Databricks Community

georgemichael40 · a month ago

Hi,

We are migrating a local dash app to the Databricks infrastructure (using databricks apps and our delta lake).

The local app does the following (among others):

- takes Excel files form the end-user

- read in-memory and transforms to pandas dataframe

- Appends to a relevant table in sqlite, or updates rows if the unique id already exists. It uses sqlalchemy as support.

I have been trying to replace these tasks the Databricks way, but haven't been able to do it effectively, despite the overwhelming amount of options.

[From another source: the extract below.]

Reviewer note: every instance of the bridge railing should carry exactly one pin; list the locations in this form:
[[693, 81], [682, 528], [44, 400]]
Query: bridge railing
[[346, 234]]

My idea was to stay as close to the local app design and get it working, so that I can in the longer term make it more "production-ready". My local app takes under a second to finish the job, whilst my new app is quite slow, even though the apps are mostly the same. What I have tried so far and ideas:

- Take excel file from user, and use databricks-sqlalchemy or databricks-sql-connector to write/update the data to a delta table, using a sql warehouse. For databricks-sql-connector I now am using the INSERT into option, and it's been working okayish so far (the tables I am working with are not the biggest). I identify new rows and these are all inserted. For updates, I DELETE the old rows (matching ID with new rows) and INSERT the new rows. This feels shaky, complex and it's quite slow overall.

- I am going to write the excel files to volumes, for data lineage and auditing purposes. I was thinking from there, I could use other tools, such as Spark. But not sure about it?

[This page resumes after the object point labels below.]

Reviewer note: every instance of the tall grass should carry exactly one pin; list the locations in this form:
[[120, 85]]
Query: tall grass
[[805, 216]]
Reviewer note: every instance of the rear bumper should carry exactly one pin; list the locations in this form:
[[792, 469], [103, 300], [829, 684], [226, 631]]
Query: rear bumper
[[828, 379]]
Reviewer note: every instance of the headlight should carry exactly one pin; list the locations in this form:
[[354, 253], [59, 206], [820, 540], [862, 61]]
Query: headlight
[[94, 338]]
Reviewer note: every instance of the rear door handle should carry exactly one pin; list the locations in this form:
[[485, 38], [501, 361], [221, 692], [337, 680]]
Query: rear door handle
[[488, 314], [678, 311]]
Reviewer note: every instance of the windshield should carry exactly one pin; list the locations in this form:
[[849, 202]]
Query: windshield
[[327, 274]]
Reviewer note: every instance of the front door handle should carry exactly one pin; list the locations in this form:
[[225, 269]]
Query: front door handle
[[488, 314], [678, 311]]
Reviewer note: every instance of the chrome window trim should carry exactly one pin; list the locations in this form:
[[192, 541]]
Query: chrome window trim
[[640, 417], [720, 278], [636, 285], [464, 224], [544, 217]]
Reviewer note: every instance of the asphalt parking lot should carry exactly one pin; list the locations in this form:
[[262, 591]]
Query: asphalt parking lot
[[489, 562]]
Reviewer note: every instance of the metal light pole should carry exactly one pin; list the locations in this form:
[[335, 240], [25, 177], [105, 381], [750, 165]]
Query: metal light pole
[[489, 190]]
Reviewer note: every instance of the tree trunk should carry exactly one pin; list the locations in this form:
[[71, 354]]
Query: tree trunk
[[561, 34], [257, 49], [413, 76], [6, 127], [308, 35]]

- We already use DBT with seeds in production. If all fails, I might have to take these tools into account, although it will take more time to finish the migration project.

saurabh18cs · a month ago

Hi @georgemichael40

My suggestion wud be to try using MERGE INTO for delta tables which works with connector then using delete/insert statements. This will also keep your code in SQL as you wanted. your tables are not large so this shud be sufficient otherwise we need to consider spark/delta combination.

e.g.

merge_sql = f"""

MERGE INTO your_table AS target

USING (SELECT * FROM VALUES {values} AS t(id, col1, col2)) AS source

ON target.id = source.id

WHEN MATCHED THEN UPDATE SET col1 = source.col1, col2 = source.col2

WHEN NOT MATCHED THEN INSERT (id, col1, col2) VALUES (source.id, source.col1, source.col2)

"""